Total time is about 35 minutes (15 min prep + 20 min cook). Most home cooks find this fits comfortably into a weeknight; double the batch on Sunday for two dinners.
How do I store leftover Baked Cod with Tomato-Olive Relish and Garlic Herb Quinoa?
Cool to room temperature within 2 hours, then store in an airtight container in the fridge for up to 4 days. Reheat covered in a 350°F oven for 10-12 minutes, or microwave at 70% power in 60-second bursts to keep (about 5 oz each) cod fillets from drying out.

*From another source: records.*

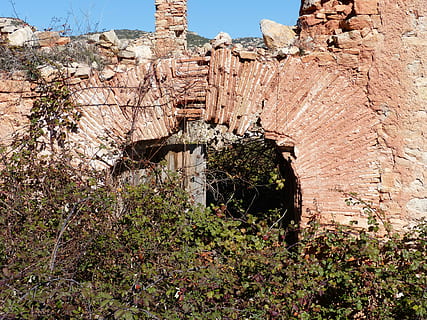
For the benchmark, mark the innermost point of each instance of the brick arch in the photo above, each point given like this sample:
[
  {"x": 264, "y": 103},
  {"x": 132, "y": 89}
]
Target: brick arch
[{"x": 319, "y": 113}]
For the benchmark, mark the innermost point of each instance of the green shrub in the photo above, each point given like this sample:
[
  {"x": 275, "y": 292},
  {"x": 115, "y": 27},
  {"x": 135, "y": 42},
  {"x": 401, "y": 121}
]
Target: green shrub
[{"x": 74, "y": 245}]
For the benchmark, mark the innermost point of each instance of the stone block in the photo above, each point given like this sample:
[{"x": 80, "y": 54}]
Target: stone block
[
  {"x": 276, "y": 35},
  {"x": 357, "y": 23}
]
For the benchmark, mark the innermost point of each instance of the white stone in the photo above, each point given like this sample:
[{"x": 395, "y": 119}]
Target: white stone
[
  {"x": 83, "y": 71},
  {"x": 22, "y": 36},
  {"x": 111, "y": 37},
  {"x": 9, "y": 29},
  {"x": 143, "y": 53},
  {"x": 417, "y": 206}
]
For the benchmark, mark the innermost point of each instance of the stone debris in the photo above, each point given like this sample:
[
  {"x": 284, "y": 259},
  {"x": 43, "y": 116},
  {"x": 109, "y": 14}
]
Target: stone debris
[
  {"x": 350, "y": 105},
  {"x": 221, "y": 40}
]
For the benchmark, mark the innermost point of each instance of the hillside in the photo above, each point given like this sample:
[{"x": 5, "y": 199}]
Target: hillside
[{"x": 193, "y": 39}]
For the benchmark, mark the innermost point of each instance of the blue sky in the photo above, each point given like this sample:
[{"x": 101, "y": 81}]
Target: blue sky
[{"x": 206, "y": 17}]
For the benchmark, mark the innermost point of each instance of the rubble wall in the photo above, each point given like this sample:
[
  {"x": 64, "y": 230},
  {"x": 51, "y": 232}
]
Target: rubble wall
[{"x": 351, "y": 105}]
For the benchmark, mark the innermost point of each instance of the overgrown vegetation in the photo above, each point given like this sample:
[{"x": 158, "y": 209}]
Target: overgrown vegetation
[{"x": 75, "y": 245}]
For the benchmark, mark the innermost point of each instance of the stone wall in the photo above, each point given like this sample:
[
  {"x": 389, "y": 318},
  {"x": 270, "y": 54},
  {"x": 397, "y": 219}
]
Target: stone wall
[
  {"x": 351, "y": 105},
  {"x": 171, "y": 27}
]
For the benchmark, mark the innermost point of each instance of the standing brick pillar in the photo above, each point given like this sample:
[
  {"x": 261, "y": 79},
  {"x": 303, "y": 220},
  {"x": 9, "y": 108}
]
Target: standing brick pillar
[{"x": 171, "y": 27}]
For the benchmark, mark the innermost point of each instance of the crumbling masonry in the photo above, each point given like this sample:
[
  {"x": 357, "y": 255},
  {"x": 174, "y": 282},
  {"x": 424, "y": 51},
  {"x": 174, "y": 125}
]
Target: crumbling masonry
[{"x": 350, "y": 106}]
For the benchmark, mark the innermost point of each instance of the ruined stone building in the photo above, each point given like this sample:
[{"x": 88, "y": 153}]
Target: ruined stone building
[{"x": 347, "y": 109}]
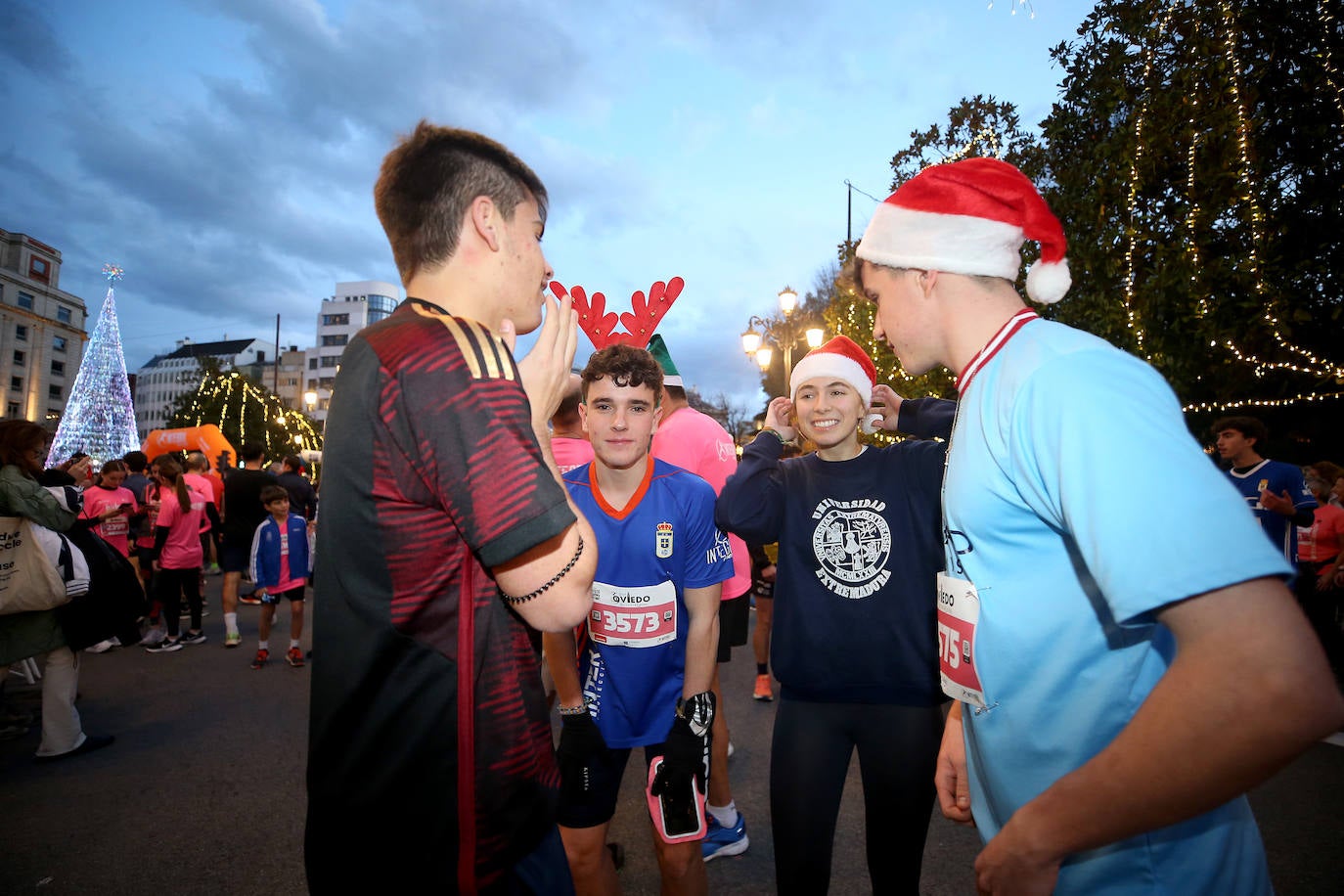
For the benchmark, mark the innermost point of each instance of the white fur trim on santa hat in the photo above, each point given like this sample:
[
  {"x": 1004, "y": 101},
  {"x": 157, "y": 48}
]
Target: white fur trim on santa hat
[
  {"x": 956, "y": 244},
  {"x": 833, "y": 367}
]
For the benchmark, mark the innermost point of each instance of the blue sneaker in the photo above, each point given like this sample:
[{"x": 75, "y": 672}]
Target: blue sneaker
[{"x": 725, "y": 841}]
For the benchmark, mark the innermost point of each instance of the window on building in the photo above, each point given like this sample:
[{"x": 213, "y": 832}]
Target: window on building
[{"x": 39, "y": 269}]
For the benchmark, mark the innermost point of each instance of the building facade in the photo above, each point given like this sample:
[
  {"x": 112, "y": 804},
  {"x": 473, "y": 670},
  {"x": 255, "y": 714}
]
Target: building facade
[
  {"x": 352, "y": 308},
  {"x": 42, "y": 331},
  {"x": 167, "y": 377}
]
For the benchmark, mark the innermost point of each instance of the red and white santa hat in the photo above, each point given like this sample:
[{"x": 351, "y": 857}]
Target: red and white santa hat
[
  {"x": 970, "y": 216},
  {"x": 840, "y": 359}
]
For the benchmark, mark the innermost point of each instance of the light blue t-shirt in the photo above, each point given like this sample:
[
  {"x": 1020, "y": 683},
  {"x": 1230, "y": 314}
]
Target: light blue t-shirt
[{"x": 1077, "y": 506}]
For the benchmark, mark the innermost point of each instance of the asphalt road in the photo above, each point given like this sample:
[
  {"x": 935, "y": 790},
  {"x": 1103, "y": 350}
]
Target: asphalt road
[{"x": 203, "y": 790}]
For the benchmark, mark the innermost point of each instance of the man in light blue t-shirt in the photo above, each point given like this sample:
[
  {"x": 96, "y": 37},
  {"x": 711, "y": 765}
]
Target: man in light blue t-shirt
[{"x": 1121, "y": 676}]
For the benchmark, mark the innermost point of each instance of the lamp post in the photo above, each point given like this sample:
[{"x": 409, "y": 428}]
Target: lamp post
[{"x": 784, "y": 331}]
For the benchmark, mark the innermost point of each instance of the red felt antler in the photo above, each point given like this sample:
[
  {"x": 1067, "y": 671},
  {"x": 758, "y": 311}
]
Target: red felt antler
[{"x": 640, "y": 321}]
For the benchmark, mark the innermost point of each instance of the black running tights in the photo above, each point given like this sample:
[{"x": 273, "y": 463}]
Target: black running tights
[{"x": 809, "y": 759}]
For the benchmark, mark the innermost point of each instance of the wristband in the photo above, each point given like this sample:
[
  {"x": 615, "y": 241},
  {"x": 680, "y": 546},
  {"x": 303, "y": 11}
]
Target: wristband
[{"x": 575, "y": 711}]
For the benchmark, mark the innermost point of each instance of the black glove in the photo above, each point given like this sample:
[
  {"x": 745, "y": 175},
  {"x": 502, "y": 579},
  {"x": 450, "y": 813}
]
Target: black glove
[
  {"x": 686, "y": 752},
  {"x": 581, "y": 743}
]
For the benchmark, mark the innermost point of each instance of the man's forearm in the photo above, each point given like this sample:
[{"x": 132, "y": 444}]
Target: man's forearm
[
  {"x": 1196, "y": 741},
  {"x": 562, "y": 659}
]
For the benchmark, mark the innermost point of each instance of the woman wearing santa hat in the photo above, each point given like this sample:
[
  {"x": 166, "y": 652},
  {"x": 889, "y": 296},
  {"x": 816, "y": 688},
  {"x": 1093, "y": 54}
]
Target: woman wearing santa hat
[{"x": 855, "y": 633}]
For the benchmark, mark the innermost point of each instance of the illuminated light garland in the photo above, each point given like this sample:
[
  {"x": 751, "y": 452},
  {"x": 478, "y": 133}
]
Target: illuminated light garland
[
  {"x": 1254, "y": 218},
  {"x": 1012, "y": 7},
  {"x": 1328, "y": 61},
  {"x": 1132, "y": 231},
  {"x": 234, "y": 395},
  {"x": 1264, "y": 402}
]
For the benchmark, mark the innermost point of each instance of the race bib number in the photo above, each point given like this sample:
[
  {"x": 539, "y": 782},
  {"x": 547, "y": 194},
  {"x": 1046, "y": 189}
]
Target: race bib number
[
  {"x": 959, "y": 611},
  {"x": 114, "y": 527},
  {"x": 642, "y": 617}
]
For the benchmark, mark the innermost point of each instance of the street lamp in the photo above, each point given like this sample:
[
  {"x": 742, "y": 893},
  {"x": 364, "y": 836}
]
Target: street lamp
[{"x": 781, "y": 331}]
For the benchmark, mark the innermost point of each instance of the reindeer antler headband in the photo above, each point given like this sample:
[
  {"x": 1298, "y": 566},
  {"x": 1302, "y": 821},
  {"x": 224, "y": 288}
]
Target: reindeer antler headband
[{"x": 640, "y": 323}]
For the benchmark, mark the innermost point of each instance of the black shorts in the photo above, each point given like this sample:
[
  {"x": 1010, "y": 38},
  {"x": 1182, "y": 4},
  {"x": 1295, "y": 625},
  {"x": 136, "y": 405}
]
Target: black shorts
[
  {"x": 234, "y": 558},
  {"x": 596, "y": 806},
  {"x": 734, "y": 618},
  {"x": 293, "y": 594}
]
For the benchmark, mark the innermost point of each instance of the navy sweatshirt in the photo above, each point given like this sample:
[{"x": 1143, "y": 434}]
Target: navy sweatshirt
[{"x": 861, "y": 546}]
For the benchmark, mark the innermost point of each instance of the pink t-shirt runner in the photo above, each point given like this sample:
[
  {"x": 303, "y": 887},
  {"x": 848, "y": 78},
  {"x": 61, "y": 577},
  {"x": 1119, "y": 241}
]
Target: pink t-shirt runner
[
  {"x": 696, "y": 442},
  {"x": 182, "y": 550},
  {"x": 115, "y": 529}
]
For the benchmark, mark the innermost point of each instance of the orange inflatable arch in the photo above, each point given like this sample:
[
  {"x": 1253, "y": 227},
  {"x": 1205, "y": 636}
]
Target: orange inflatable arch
[{"x": 207, "y": 439}]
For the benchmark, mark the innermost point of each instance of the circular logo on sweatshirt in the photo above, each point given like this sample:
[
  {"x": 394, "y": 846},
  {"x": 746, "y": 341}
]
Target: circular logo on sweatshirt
[{"x": 852, "y": 544}]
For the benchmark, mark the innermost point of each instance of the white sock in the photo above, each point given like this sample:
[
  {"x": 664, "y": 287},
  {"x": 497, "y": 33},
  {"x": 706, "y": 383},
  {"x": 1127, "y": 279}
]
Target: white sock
[{"x": 726, "y": 816}]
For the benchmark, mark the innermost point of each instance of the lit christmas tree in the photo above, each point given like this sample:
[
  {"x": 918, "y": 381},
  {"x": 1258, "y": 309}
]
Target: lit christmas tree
[{"x": 100, "y": 418}]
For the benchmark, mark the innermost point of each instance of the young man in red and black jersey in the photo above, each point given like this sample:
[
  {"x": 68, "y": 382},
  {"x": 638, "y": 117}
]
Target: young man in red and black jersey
[{"x": 445, "y": 528}]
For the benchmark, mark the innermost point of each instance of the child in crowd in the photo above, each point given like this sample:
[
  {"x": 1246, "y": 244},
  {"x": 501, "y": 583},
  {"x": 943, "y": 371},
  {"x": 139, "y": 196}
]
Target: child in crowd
[
  {"x": 280, "y": 568},
  {"x": 176, "y": 554}
]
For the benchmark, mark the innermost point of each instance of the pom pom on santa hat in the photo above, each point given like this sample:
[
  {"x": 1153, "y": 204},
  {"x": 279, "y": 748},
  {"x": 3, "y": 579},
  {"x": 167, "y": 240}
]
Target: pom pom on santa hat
[{"x": 970, "y": 216}]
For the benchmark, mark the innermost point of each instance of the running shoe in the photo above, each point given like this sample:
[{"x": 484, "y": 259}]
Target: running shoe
[{"x": 725, "y": 841}]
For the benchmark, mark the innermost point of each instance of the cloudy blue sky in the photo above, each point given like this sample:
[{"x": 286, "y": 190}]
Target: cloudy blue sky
[{"x": 223, "y": 151}]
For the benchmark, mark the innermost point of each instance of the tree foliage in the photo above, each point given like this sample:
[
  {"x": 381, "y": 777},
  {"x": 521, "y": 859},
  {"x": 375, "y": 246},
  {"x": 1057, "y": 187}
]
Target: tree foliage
[
  {"x": 245, "y": 411},
  {"x": 1196, "y": 162}
]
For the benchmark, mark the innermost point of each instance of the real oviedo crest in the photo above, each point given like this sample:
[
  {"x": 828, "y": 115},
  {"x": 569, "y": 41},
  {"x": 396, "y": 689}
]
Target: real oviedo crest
[{"x": 663, "y": 540}]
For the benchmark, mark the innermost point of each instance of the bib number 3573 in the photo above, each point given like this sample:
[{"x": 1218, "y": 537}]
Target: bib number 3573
[{"x": 959, "y": 611}]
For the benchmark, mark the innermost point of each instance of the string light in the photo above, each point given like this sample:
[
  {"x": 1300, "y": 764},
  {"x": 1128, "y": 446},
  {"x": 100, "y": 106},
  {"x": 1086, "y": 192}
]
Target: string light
[
  {"x": 1253, "y": 215},
  {"x": 236, "y": 396}
]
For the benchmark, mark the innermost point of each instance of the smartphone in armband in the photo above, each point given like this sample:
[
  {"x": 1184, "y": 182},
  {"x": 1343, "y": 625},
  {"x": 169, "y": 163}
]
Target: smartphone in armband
[{"x": 679, "y": 817}]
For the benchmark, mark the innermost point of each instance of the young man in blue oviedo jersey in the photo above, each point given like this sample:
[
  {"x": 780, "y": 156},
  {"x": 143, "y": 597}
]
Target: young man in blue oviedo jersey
[
  {"x": 1121, "y": 677},
  {"x": 640, "y": 673}
]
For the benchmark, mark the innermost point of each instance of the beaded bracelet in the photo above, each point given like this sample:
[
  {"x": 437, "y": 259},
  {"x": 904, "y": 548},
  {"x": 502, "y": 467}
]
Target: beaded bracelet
[{"x": 560, "y": 575}]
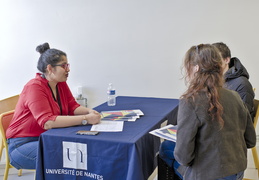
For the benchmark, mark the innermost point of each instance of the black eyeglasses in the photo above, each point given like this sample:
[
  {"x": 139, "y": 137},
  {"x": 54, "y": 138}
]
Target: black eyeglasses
[{"x": 64, "y": 66}]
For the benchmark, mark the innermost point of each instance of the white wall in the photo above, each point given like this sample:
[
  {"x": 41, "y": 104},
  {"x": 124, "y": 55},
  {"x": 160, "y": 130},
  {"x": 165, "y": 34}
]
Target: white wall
[{"x": 136, "y": 44}]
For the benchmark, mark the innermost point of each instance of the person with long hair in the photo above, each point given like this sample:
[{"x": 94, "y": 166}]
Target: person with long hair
[
  {"x": 46, "y": 102},
  {"x": 214, "y": 126}
]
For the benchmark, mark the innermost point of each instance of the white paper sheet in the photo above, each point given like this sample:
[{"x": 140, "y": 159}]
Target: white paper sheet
[{"x": 108, "y": 126}]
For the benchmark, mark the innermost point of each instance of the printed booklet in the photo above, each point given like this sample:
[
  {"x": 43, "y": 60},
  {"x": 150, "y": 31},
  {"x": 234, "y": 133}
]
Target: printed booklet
[
  {"x": 167, "y": 132},
  {"x": 121, "y": 115}
]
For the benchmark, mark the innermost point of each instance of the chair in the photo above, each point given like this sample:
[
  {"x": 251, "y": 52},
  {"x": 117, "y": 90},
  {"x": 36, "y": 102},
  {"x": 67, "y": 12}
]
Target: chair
[
  {"x": 7, "y": 104},
  {"x": 5, "y": 119}
]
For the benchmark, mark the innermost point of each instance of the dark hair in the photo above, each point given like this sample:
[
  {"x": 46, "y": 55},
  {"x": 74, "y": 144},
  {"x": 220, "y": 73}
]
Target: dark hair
[
  {"x": 208, "y": 78},
  {"x": 223, "y": 49},
  {"x": 48, "y": 56}
]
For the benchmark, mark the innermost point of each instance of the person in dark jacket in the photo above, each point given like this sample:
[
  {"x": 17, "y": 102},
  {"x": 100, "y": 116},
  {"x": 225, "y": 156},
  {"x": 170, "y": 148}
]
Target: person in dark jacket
[
  {"x": 214, "y": 127},
  {"x": 236, "y": 76}
]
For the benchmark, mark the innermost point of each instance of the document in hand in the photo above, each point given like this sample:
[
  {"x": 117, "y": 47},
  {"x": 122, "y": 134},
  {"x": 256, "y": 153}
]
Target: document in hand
[
  {"x": 167, "y": 132},
  {"x": 121, "y": 115}
]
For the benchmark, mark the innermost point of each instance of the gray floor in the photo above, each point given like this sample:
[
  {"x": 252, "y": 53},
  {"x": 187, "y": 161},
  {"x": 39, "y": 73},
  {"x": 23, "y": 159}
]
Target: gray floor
[{"x": 250, "y": 173}]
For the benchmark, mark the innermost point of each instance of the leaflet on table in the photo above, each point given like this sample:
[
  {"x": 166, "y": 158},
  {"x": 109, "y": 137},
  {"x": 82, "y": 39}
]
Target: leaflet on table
[
  {"x": 167, "y": 132},
  {"x": 121, "y": 115},
  {"x": 108, "y": 126}
]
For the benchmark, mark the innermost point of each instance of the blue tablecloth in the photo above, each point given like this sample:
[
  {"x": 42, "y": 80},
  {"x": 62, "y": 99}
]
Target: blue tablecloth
[{"x": 127, "y": 155}]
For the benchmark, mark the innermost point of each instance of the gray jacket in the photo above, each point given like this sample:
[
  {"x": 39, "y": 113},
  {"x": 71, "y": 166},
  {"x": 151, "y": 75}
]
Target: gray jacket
[{"x": 207, "y": 151}]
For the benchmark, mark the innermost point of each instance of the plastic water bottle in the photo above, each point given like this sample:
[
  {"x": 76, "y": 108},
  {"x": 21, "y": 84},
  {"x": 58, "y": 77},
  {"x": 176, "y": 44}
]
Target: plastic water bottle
[{"x": 111, "y": 95}]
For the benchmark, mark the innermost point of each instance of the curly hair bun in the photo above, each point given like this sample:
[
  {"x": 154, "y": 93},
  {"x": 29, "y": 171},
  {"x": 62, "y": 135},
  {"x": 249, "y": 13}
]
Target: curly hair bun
[{"x": 42, "y": 48}]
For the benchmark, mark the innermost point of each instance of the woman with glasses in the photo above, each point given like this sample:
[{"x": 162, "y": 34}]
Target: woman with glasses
[
  {"x": 214, "y": 126},
  {"x": 46, "y": 102}
]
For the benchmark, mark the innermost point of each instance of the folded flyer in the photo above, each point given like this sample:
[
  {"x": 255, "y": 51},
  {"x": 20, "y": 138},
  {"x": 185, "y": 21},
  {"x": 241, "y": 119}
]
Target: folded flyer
[
  {"x": 167, "y": 132},
  {"x": 121, "y": 115}
]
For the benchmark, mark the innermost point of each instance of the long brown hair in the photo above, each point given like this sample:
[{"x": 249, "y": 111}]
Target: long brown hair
[{"x": 208, "y": 78}]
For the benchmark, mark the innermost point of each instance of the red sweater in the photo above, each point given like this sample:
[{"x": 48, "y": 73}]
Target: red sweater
[{"x": 36, "y": 106}]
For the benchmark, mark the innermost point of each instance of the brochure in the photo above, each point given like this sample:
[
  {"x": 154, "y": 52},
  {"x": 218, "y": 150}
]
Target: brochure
[
  {"x": 167, "y": 132},
  {"x": 121, "y": 115}
]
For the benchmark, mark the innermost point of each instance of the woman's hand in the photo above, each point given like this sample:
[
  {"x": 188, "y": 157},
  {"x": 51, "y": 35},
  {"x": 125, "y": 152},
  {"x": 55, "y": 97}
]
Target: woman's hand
[{"x": 93, "y": 117}]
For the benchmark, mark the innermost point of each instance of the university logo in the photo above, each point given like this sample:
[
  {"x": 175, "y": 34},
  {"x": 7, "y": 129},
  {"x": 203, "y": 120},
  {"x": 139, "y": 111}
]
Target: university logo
[{"x": 74, "y": 155}]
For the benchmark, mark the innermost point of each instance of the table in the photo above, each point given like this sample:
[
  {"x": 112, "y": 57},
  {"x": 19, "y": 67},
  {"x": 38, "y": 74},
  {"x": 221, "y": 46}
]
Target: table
[{"x": 127, "y": 155}]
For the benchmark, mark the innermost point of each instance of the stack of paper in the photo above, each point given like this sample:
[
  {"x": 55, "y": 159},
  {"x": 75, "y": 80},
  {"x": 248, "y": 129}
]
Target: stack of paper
[
  {"x": 121, "y": 115},
  {"x": 168, "y": 132}
]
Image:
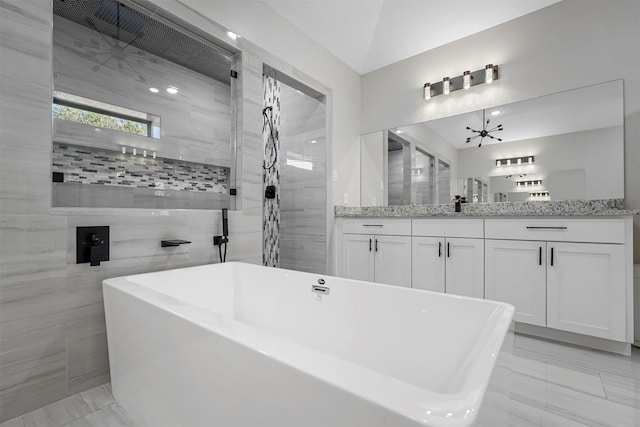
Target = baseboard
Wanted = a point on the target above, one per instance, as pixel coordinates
(618, 347)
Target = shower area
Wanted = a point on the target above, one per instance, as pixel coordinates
(294, 174)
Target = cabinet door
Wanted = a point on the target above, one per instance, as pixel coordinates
(357, 252)
(464, 270)
(586, 289)
(428, 255)
(393, 260)
(515, 272)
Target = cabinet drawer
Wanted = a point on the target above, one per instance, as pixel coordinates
(397, 227)
(605, 230)
(471, 227)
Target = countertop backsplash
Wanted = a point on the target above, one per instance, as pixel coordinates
(601, 207)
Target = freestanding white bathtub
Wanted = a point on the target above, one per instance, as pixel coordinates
(243, 345)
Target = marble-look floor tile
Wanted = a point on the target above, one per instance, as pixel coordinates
(98, 397)
(36, 418)
(16, 422)
(600, 361)
(572, 404)
(624, 390)
(573, 377)
(109, 416)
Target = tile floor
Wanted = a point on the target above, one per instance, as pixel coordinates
(548, 384)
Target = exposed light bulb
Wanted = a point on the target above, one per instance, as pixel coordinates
(427, 91)
(466, 80)
(488, 74)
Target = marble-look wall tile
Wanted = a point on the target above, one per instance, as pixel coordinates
(52, 324)
(303, 181)
(87, 362)
(31, 377)
(31, 245)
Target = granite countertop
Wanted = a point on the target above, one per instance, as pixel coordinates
(602, 207)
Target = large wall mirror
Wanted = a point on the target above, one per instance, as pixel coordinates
(142, 111)
(563, 146)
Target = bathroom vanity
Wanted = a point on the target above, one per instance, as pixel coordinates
(566, 266)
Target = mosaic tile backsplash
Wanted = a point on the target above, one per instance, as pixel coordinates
(88, 165)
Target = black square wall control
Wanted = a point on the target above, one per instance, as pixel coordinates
(92, 244)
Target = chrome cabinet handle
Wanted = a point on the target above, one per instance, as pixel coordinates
(546, 228)
(540, 256)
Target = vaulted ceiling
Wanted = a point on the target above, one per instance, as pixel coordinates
(370, 34)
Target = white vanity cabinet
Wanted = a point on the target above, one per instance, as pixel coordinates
(516, 272)
(566, 274)
(448, 256)
(375, 250)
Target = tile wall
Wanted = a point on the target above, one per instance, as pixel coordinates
(303, 181)
(52, 331)
(271, 170)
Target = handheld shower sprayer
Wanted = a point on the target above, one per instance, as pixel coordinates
(224, 239)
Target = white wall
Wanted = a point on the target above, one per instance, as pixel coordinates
(568, 45)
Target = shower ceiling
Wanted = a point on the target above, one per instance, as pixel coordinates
(120, 22)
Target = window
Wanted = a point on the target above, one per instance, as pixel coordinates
(99, 114)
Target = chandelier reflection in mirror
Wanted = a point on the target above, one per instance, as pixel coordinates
(485, 132)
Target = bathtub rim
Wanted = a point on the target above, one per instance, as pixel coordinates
(394, 394)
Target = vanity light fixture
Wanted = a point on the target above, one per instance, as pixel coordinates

Can I substitute ingredients in Baked Cod with Tomato-Olive Relish and Garlic Herb Quinoa?
Yes — most ingredients in this recipe have flexible swaps. For oil, use any neutral high-smoke-point oil (avocado, grapeseed, refined coconut). For aromatics, dried herbs at ⅓ the volume of fresh work in a pinch. The full ingredient list is shoppable on Instacart so you can see substitutes in real time.
How do I scale Baked Cod with Tomato-Olive Relish and Garlic Herb Quinoa for a different number of people?
The recipe is written for 4 servings. Multiply each ingredient by (your serving target / 4). Cook time stays roughly the same up to 2x; for 3-4x batches, switch from a skillet to a sheet pan or stockpot so the food isn't crowded — overcrowding steams instead of browns.
What goes well with Baked Cod with Tomato-Olive Relish and Garlic Herb Quinoa?
Mediterranean seafood like this pair well with a simple grain (rice, couscous, or crusty bread), a quick salad with acid (lemon vinaigrette, pickled onions), and a pan sauce or yogurt-based dip. Tap "Plan a meal with the AI" to get specific side suggestions.